Suivant acte de notoriété dressé le 07 décembre 2022 par maître, [J], [R], notaire à, [Localité 6], aux termes d’un acte reçu le, [Date décès 2] 2020, M., [K], [T] a fait donation au profit de sa conjointe qui a accepté de la toute propriété de l’universalité des biens mobiliers et immobiliers qui composeront sa succession, sans exception ni réserve et la dévolution successorale s’établit comme suit :
- sa conjointe survivante, bénéficiaire légale, en vertu de l’article 757 du code civil du quart en toute propriété de l’universalité des biens mobiliers et immobiliers qui composeront sa succession et donataire en vertu de l’acte susvisé,
- ses deux fils, [O] et, [B] issus de sa première union avec Mme, [S], [G],
- sa fille, [A] issue de son union avec sa conjointe survivante,
chacun des trois héritiers étant habiles à se dire et porter héritiers ensemble pour le tout ou chacun pour un tiers, sauf à tenir compte des droits du conjoint survivant.

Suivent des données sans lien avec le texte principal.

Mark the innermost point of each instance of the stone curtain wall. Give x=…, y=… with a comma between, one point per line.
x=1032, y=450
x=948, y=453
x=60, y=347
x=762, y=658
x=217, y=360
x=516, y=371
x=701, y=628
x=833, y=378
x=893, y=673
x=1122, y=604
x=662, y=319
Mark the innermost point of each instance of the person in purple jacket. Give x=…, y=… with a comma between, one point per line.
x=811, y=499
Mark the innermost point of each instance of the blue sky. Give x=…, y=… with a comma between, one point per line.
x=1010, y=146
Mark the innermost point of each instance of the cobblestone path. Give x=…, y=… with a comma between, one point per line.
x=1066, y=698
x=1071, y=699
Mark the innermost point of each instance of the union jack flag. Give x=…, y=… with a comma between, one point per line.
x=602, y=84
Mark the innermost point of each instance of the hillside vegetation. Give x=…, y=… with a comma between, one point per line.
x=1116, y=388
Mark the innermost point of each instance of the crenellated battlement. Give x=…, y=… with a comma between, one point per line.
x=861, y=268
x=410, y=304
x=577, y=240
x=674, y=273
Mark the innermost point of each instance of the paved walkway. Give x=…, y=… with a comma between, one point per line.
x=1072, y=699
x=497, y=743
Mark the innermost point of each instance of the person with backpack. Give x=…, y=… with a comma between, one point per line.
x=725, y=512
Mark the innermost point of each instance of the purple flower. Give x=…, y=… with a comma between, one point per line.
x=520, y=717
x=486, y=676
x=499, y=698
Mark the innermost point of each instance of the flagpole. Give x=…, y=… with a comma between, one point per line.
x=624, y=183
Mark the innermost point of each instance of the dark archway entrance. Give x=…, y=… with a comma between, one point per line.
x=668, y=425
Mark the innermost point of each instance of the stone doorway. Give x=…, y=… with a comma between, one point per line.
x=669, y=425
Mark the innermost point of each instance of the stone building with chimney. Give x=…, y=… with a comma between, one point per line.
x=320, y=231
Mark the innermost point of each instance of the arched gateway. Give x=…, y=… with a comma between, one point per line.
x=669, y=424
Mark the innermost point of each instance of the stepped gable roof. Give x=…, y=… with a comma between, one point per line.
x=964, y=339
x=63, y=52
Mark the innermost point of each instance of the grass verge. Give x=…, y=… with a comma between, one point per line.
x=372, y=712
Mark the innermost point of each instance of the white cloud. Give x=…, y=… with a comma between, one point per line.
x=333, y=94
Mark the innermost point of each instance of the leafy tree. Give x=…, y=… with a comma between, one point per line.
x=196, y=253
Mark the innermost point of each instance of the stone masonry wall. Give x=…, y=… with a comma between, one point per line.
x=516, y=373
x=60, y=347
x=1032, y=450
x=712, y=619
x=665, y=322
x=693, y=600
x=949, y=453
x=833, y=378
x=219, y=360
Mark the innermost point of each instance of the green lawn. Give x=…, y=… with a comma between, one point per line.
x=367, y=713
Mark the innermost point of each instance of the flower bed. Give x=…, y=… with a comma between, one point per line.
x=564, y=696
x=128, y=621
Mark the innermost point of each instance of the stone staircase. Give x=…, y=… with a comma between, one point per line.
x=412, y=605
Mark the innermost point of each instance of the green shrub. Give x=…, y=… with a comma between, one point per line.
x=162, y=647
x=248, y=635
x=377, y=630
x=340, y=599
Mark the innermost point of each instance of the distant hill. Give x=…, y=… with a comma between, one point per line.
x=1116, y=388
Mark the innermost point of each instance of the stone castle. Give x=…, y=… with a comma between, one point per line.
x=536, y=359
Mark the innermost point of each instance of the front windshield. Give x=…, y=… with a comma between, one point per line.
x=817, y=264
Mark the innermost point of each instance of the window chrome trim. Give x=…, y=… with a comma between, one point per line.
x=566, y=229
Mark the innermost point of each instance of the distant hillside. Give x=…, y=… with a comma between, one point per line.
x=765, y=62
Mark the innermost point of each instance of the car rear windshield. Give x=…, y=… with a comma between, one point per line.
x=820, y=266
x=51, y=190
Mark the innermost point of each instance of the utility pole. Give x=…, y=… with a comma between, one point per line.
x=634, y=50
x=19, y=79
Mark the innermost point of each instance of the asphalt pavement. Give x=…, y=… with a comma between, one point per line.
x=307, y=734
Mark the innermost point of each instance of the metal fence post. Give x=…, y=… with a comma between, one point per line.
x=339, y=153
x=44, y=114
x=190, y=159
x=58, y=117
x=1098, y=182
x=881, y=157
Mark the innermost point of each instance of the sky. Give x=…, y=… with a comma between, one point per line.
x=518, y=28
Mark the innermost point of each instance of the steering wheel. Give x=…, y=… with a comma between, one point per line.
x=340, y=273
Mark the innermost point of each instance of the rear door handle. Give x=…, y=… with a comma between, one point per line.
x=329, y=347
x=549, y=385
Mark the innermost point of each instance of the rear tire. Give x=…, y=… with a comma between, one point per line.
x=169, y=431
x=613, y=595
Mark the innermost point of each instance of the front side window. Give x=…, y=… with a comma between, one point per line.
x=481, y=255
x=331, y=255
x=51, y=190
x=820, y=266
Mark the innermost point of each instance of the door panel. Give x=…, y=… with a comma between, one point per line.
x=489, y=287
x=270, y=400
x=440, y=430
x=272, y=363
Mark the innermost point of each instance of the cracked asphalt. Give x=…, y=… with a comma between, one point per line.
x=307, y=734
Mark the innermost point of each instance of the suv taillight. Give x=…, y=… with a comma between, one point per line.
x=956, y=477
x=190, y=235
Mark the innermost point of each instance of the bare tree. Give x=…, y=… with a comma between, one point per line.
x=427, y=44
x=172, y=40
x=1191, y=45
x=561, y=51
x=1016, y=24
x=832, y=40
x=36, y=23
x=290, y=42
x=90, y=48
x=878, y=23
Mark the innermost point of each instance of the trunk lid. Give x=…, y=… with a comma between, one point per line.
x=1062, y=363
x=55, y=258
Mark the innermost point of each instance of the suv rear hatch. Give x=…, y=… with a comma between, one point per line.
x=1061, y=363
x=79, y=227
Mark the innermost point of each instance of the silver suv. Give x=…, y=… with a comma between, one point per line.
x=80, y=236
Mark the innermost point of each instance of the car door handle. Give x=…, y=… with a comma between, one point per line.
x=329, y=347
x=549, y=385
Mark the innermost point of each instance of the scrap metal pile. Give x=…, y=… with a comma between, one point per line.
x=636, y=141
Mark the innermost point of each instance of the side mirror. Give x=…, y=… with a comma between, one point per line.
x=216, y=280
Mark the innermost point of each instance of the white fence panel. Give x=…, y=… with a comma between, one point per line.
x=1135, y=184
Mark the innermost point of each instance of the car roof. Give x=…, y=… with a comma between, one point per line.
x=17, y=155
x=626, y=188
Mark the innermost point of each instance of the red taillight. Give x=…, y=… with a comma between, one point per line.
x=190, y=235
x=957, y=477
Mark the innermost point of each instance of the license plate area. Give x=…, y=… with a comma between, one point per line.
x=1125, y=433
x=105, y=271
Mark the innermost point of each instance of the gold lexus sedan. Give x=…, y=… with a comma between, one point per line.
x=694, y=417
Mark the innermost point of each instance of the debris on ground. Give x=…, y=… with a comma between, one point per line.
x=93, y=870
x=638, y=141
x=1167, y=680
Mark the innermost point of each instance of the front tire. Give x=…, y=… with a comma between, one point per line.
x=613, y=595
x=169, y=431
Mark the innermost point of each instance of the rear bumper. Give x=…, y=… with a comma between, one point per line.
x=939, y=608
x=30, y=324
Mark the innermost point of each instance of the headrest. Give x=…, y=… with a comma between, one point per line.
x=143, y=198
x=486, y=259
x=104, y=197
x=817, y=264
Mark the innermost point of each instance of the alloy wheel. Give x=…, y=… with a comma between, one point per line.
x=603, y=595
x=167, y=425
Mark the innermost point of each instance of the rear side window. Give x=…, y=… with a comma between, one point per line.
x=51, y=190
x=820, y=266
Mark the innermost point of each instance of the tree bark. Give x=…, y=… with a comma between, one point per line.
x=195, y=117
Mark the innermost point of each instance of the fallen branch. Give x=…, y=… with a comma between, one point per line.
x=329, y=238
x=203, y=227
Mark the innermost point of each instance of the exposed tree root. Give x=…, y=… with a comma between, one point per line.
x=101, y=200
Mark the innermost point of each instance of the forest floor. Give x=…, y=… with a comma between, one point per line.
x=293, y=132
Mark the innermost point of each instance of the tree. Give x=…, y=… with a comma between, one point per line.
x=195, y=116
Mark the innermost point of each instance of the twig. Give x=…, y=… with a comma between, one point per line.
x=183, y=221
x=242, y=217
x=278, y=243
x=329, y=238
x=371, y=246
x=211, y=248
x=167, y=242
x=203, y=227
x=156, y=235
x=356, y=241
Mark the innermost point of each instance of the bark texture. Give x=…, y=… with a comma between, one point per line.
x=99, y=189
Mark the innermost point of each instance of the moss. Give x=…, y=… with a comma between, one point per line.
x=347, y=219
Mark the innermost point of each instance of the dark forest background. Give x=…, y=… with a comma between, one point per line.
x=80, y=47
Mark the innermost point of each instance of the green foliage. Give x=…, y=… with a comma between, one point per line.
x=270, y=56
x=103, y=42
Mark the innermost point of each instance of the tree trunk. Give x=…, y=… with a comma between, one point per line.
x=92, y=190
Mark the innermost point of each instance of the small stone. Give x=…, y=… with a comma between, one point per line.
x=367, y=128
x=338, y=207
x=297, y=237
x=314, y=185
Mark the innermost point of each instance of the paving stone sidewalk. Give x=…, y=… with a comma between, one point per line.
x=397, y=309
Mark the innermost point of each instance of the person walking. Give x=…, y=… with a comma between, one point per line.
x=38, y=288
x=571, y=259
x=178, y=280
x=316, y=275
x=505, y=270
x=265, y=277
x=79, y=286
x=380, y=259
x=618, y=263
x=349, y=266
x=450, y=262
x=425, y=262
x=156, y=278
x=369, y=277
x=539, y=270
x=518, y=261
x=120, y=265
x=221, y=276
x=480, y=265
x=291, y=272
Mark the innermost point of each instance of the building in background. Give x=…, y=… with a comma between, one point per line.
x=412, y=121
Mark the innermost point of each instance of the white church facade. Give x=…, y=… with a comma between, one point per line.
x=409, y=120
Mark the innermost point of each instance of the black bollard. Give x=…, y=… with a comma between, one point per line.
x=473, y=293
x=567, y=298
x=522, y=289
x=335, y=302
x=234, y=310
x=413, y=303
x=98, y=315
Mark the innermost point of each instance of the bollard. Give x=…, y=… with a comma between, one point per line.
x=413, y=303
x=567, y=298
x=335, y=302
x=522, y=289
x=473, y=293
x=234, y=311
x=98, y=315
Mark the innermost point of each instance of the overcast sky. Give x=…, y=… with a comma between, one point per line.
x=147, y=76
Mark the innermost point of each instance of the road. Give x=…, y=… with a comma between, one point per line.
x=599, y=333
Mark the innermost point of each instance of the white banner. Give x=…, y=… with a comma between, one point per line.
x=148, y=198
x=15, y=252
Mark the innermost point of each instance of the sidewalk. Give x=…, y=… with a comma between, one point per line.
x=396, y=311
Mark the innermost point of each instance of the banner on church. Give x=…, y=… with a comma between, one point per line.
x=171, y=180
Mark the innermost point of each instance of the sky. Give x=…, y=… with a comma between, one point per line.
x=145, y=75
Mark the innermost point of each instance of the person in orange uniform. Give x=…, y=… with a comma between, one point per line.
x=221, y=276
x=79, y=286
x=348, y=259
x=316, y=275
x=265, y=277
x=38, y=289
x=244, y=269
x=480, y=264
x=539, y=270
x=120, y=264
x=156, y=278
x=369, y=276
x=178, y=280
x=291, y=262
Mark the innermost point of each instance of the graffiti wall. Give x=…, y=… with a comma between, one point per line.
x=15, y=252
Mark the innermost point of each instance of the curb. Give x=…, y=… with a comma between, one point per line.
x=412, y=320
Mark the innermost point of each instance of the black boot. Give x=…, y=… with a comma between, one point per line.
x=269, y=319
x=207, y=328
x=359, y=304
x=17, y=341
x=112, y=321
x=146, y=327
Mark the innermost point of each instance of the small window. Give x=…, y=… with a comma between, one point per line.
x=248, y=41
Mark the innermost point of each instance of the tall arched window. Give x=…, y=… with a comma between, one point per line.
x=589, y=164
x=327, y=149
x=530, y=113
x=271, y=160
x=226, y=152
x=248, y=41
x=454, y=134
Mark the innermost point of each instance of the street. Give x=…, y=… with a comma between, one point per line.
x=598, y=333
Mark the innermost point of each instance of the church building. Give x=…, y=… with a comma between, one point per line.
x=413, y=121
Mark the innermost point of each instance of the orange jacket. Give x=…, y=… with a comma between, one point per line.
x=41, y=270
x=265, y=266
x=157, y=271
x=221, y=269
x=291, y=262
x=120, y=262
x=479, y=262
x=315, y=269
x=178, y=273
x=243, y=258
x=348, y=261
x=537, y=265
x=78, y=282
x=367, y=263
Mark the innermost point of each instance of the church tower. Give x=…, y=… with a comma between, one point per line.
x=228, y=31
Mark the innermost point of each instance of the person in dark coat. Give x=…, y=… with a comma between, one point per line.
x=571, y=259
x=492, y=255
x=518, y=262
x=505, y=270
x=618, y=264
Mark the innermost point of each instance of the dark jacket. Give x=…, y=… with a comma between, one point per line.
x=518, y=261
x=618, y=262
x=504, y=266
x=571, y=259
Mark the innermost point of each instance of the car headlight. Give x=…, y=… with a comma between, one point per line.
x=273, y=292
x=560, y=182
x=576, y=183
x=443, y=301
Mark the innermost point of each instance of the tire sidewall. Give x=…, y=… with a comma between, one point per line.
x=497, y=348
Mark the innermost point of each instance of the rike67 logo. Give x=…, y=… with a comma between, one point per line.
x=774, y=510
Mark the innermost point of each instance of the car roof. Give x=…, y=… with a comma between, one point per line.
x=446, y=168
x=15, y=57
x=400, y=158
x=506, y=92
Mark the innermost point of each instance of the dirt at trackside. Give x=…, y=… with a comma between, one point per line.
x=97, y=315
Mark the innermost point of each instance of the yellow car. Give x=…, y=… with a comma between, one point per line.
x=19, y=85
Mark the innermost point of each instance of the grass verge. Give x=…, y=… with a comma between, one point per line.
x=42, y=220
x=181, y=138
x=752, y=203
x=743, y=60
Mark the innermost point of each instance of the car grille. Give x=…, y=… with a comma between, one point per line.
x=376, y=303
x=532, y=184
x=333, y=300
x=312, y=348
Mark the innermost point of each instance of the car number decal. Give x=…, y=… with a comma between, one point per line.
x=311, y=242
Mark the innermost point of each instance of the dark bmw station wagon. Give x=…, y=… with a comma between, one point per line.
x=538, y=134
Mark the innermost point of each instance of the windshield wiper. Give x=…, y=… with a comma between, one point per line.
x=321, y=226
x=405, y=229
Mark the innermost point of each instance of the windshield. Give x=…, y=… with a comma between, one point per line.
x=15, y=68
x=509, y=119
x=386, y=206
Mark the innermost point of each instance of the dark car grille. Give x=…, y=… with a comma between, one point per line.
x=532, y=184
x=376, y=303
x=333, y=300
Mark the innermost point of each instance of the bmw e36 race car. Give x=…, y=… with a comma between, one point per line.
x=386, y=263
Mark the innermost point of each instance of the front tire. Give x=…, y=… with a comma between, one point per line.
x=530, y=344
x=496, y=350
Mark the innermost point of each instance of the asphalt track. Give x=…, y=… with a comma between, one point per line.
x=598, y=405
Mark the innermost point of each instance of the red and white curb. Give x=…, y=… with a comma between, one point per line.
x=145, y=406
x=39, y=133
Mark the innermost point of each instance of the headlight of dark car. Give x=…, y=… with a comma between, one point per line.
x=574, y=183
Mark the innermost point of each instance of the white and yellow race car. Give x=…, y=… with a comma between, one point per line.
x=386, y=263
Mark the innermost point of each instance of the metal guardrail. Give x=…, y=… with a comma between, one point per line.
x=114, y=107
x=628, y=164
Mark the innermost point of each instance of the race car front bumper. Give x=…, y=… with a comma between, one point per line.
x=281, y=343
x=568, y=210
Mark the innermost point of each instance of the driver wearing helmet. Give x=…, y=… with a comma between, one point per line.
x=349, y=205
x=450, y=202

Mme, [S], [G] est décédée le, [Date décès 2] 2022 à, [Localité 7] laissant pour lui succéder ses deux fils, [B] et, [O], [T].
Suivant procès-verbal de dépôt et de description de testament établi le 06 février 2023 par maître, [M], notaire à, [Localité 4], il détenait en son étude dans son coffre-fort un testament olographe en date du 26 mars 2000 ainsi rédigé :
“je sousignée, Mme, [S], [Z] (...) institue pour légataire de la quotité disponible des biens qui composeront ma succession, sans exception ni réserve, mon fils, [O], [T], né à, [Localité 5] le 03/03/73. Je révoque toute disposition antérieure”.
L’actif de la succession de Mme, [S], [G] comprend des liquidités sur plusieurs comptes bancaires (comptes courants, livrets d’épargne, PEA, comptes titres...), ainsi que la pleine propriété de fractions d’un immeuble en copropriété «, [Adresse 5] » situé à, [Localité 4] au, [Adresse 6] constitués en trois lots :
lot n°17 : une cave,
lot n°25 : un appartement de type F3 situé au RDC de l’immeuble Nord,
lot n°39 : un garage.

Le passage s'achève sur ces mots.